This message was deleted.
# k3s
a
This message was deleted.
c
How much notice do you have that power is going? We have a reboot function in our cluster, and we basically just execute the reboot command (which shuts down services cleanly - we think!)
(these are proper servers running ubuntu though, not an embedded device)
q
I am not certain on that yet. Its still under design, but I am guessing very little, like seconds…
I guess one final fsync to the database would probably keep us safe? I think its sqlite? I wonder if there is a command I can give it.
n
If your running K3s as a service, you can always just stop the service.
There isn't a tool for backing up the sqlite db, your only option is to make a copy of
/var/lib/rancher/k3s/server
. You would need to switch to the embedded etcd db for that functionality. See https://docs.k3s.io/backup-restore#backup-and-restore-with-embedded-etcd-datastore-experimental
q
Do you see much a performance difference when you use the etcd version @nutritious-tomato-14686? We are right at the very very edge on CPU performance. And do you find one to be less corruptible than the other? We actually dont care about the ‘state’ of any of our deployments, as long as they come back up on next restart.
So I guess my only concern is, what can I harm by shutting k3s down ‘hard’, without notice, like… ten thousand times 🙂. Reading up on sqlite makes me feel more comfortable, its recovery mechanism sounds fine? Do you think I should switch to etcd? k3s and (I am guessing) containerD, just seem to take a long time to spin down and I think often (if not always) will still in the process before we loss power. However, k3s comes back up fast and happy on restart…. I would like some way to verify it will stay this way? So I am just wondering if I need some safety measure to ensure k3s stays happy? Or what other people do on a tiny single node production install. Maybe I need education on forcing pods /containers to shut down faster (if its our fault in design?).
n
Performance?) The etcd version will use more CPU at scale compared to sqlite. Corruption?) I have not heard or seen a major difference between the two when it comes to corruption. If your fine with sqlite and that recovery method, then you should be good to go. Killing K3s 10K times?) Yes this likely will cause issues over time. If you have an active cluster, with pods writing to DB and scheduling things, and traffic coming across, killing K3s hard (via either a
k3s-killall.sh
or a power loss) will cause corruption in your DB. You might get lucky and those lost writes are not needed, but do it a few thousand times and I guarantee you'll run into issues.

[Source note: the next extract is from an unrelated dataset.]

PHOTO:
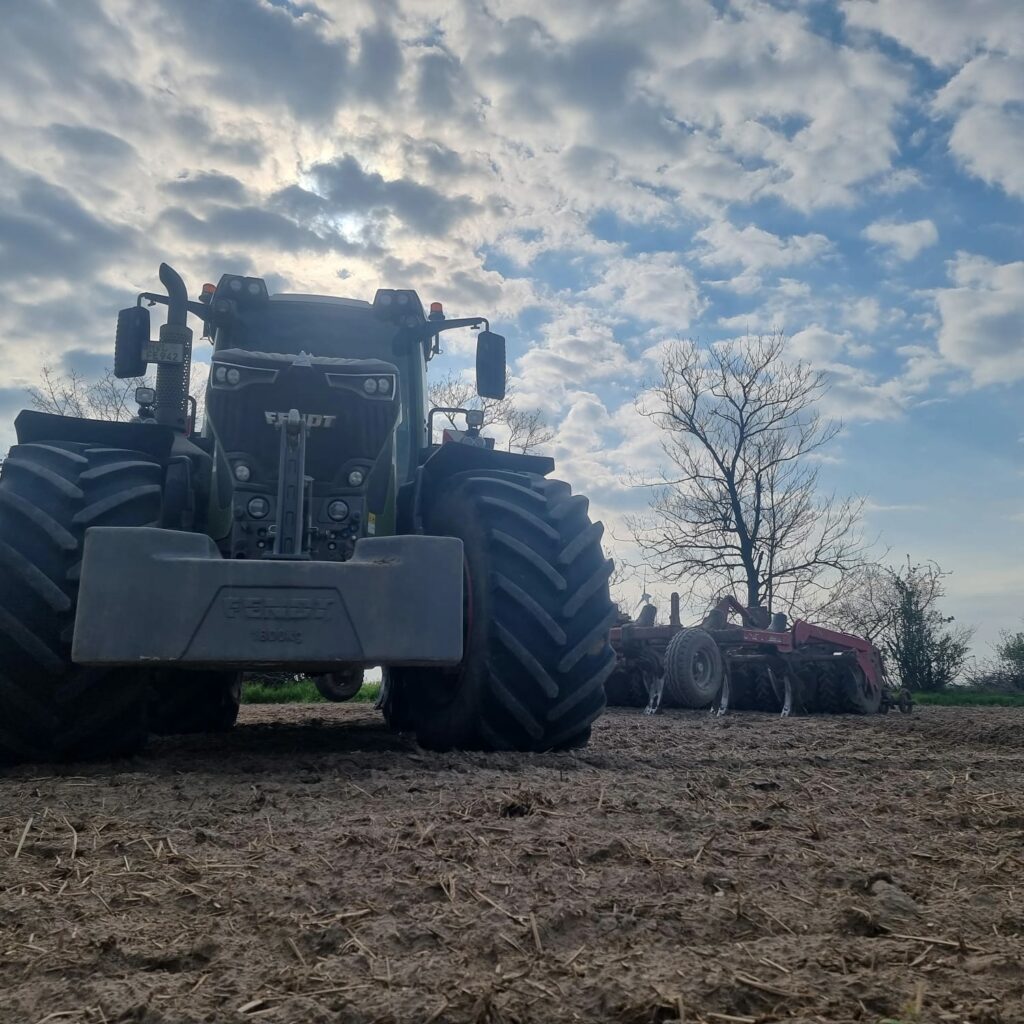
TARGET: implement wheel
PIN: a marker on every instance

I'm not sure what others are doing to "ensure k3s stays happy", there isn't a way AFAIK to verify the integrity of the K3s DB. At the end of the day, this is why High Availability K8s is so valuable, its very resilient when you have 10s of clusters made up of 3 nodes vs 100s of single node clusters.
c
We have certainly had sqlite database corruption in places where folks just yanked the power cords out of the backs of machines 😬
(We switched to etcd and implemented a more graceful shutdown!)
q
Thank you both for the replies! So our setup is very basic and only a single node with 4 tiny deployments that all work together. Their state never changes, I am thinking maybe I can nuke the whole setup if anything goes wrong and just re-deploy on startup? Is there a database health check I can run on k3s? Like at startup? And if it doesn’t show healthy can I just copy the old original database back in place and re-deploy?

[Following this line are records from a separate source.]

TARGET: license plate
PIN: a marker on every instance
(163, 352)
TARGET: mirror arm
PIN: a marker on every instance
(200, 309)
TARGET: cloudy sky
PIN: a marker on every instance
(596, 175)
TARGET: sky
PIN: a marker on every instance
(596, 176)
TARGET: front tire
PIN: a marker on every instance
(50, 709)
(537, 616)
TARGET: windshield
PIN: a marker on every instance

Oh, maybe these guys? https://kubernetes.io/docs/reference/using-api/health-checks/ Like if I CURL that in a cron task and if it doesn’t report happy, maybe I nuke? Just slack thinking 😉, if you guys have ideas. This is automotive, so power sudden death is going to happen at times.
Hmmm.
Copy code
kubectl get --raw='/livez/etcd'
ok
That is working. But I am on sqlite. @nutritious-tomato-14686 any chance that is checking sqlite and I could use that as my healthy check? If it if ever fails, I just nuke (like I said above) and re-deploy?
n
Hey @quiet-memory-19288 I don't think that will helps with corruption on the DB. It just reports whether the DB is alive and reachable. AFAIK we don't have any translation support in kine for a
PRAGMA quick_check
q
Any chance there is a k3s document on like IoT deployments? Where we always come up in a stable state? Like lets say I install k3s and my deployments now 5+ years old. I dont care about anything that happens (ever) as long as every time it restarts we go back to that one known state? Maybe we upgrade every other year? But besides that, I just want a black box setup where the end users never knows it’s there or has to ‘do’ anything?
Is there a read only DB mode? haha, probably not.